At the Changing Media Summit earlier this year, Erik Huggers said:
"Apps for me are no different from a browser. They really aren't".
He's completely wrong.
iPhone apps are very different from a browser, and one of the defining things that makes them different is that they are sold in a shop. A shop which now contains a shelf of free BBC things, right next to where commercial news organisations are trying to encourage a market to develop.
Anyway, I shall leave this as my last word on the subject. As William T pointed out in an excellent comment on my last post - it is easy to come across as sounding like I have a bad case of the sour grapes. I think there are potentially lots of reasons why BBC smartphone apps are good for consumers and for the Corporation.
I just don't believe, having read the research that they based their findings on, that the BBC Trust have performed their regulatory function correctly. In the case of the BBC News iPad app in particular, it appears they reached their decision not to carry out a full Public Value Test on the basis of no independent research into the market whatsoever. That surely can't be right.
I don't think its a free app, we pay our license fee and its another way to consume the output we have already paid for. If I choose to pay for the excellent Guardian app thats fine, but I'm personally sick of the bleeting from people who wish to make cash / develop the market while holding back our national broadcaster from serving the people who pay for it.

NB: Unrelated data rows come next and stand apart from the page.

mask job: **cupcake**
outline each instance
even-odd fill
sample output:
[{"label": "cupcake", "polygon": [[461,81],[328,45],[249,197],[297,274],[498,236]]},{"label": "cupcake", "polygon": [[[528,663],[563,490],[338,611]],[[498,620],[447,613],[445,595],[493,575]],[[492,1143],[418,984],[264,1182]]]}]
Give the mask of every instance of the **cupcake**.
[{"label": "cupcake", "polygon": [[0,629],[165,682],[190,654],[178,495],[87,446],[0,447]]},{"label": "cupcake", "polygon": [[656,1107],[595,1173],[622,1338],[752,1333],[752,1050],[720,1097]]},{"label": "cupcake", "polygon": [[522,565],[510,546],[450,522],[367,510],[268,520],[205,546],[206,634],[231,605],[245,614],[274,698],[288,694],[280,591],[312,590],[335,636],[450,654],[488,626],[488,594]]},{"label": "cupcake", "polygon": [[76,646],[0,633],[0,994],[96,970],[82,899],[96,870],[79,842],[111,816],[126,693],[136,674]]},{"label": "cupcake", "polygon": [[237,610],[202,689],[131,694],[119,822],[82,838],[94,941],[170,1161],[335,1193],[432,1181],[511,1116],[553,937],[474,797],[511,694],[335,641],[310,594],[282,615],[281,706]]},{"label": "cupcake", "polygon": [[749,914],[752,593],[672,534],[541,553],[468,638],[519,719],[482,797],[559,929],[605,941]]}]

It would be fabulous if the BBC were given the freedom to innovate and inform without the constant need to limit itself or fret over whether Rupert Murdoch's bottom line was threatened. The Beeb should limit its activities (buying Lonely Planet for example) but the constant death by review and trust approval process is as ridiculous as it would have been to limit it to radio when it first moved into new fangled Telly, or from TV to online.
I should add the disclaimer that I work for the BBC, but nowhere app related and I held the same views before I was eployed by them. Obviously feel free to dismiss my moan accordingly! Really enjoy your site by the way.
Congratulations! I am hereby recinding my "BBC fanboy" nickname for you.
I'd gently point out that the BBC's raison d'etre is to offer demonstrably great value for the licence-fee; and it serves nobody to make that value less impressive. The BBC's multiplatform strategy is the right one, and it's The Guardian's choice whether it wishes to give its website away free (like the BBC) or charge for an iPhone app (unlike the BBC).
I'd also gently point out that research on the iPad is almost impossible since it's only been out two minutes.
I'd also, boringly, point out that unless the BBC releases an Android app imminently, it's very open to accusations of favouritism which are not acceptable for a publicly-funded organisation. While The Guardian clearly can't be arsed to support the most popular mobile phone platform (with more activations every day than the iPhone, even at the peak of the iPhone 4), the BBC has to be careful not to pick and choose which of its licence-fee payers it wishes to give an app to.